Post-Sandy, New Castle Plans to Improve

Robo-call system, mapping software among immediate plans, while long-term includes study of power line burial and tree cutting.

In response to feedback from frustrated residents over New Castle's handling of the Hurricane Sandy aftermath, town officials have announced of litany of plans for improvement.

The plans, announced at the start of Tuesday's New Castle Town Board meeting, are both short and long term in nature.

More immediately, officials announced that the town is eyeing adoption of robo-call technology to better alert residents in emergencies, which was a tactic employed by the Chappaqua school district after the hurricane. Town Administrator Penny Paderewski expects a recommendation for which company to go with to be made next week, although there is interest in one that piggybacks on the Nixle text and email alerts system currently employed by the town. The other major immediate-action item is adopting a mapping software program, which Paderewski said could help people know which streets are closed and could take input from residents.

“We just started looking at this be we think it has great potential," Paderewski said. The goal, she said, is to have a program running by January, with a presentation of it at a board meeting before then.

Deputy Supervisor Elise Kessler Mottel gave a list, almost point of point, of what the town is doing in response to comments raised at a contentious post-storm meeting held earlier in November. The steps include: a 50-percent cut in the fee for landscapers bringing in storm debris to the recycling building (residents can for free), town officials attending feedback meetings with Westchester County and Con Edison and acquiring stop signs that could be used at intersection where traffic lights go out.

Further down the line, the town intends to work on significant changes.
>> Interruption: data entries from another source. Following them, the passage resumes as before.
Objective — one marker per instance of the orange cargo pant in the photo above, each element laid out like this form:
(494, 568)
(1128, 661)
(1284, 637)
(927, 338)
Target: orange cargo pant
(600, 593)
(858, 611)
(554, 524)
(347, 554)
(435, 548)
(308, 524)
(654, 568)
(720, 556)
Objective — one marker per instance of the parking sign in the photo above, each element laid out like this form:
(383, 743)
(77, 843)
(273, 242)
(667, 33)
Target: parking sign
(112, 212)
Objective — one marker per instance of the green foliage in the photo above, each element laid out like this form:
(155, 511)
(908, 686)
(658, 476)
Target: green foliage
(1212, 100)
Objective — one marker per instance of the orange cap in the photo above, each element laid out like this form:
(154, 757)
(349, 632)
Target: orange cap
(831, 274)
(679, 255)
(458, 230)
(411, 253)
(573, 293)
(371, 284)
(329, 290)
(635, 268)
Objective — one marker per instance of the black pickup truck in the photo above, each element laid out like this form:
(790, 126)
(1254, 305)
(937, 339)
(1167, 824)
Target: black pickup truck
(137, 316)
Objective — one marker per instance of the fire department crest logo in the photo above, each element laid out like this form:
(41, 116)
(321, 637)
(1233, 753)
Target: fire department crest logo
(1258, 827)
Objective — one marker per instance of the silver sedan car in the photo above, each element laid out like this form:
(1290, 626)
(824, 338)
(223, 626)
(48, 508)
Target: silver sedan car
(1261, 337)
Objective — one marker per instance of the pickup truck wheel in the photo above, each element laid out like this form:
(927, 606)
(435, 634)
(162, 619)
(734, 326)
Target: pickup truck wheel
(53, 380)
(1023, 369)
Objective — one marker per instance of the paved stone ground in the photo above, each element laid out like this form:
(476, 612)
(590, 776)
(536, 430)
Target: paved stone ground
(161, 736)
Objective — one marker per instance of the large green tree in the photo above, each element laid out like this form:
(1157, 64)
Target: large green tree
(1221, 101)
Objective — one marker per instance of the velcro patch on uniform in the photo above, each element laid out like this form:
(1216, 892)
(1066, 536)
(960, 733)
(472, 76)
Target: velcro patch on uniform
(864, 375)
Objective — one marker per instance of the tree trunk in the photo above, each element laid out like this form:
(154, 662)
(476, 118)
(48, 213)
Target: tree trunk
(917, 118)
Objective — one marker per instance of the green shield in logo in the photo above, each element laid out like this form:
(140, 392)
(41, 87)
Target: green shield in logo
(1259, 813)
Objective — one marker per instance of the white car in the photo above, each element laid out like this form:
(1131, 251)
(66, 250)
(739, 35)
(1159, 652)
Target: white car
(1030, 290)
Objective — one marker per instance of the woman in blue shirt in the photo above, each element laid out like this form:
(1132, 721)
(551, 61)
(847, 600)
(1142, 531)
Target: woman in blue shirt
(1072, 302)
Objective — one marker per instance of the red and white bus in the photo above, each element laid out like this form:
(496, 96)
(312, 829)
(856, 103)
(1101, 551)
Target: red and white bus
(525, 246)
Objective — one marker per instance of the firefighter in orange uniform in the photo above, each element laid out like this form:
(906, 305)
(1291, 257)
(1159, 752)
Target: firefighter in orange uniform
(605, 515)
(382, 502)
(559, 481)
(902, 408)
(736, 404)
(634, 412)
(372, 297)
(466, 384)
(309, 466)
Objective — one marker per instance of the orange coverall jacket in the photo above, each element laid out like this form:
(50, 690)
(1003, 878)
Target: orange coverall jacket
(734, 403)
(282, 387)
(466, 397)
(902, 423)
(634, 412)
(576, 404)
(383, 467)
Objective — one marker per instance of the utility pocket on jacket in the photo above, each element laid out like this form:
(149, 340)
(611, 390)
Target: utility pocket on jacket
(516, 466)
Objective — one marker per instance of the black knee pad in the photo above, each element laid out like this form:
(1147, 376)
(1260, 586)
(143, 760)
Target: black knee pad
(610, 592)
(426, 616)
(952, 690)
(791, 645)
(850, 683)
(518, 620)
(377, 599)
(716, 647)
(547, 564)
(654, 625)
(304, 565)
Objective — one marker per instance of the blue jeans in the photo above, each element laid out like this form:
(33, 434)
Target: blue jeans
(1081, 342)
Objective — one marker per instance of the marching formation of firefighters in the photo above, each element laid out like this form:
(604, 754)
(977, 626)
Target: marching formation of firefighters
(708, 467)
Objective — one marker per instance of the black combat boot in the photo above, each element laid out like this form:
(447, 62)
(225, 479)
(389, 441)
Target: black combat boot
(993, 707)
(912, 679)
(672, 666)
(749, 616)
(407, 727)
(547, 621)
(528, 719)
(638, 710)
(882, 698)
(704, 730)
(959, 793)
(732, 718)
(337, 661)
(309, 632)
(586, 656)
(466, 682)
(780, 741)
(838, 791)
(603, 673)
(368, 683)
Mottel said that they include having the town work with Con Edison, the town's Conservation Board and residents on tree removal and pruning near power lines, studying the cost of power line burial, looking at other towns' emergency plans, and working with other elected officials to file a complaint with the state's Public Services Commission over Con Edison's Sandy response.

Although officials at the meeting looked forward, they also took a chance to thank firefighters and ambulance workers, some of who, Town Board members apologized, were not included in previous messages of thanks for the community. Organizations thanked included the Chappaqua, Millwood and Mount Kisco fire departments, and the ambulance corps of Chappaqua and Ossining, which all serve parts of New Castle.

“We're celebrating all of them," said Councilman John Buckley.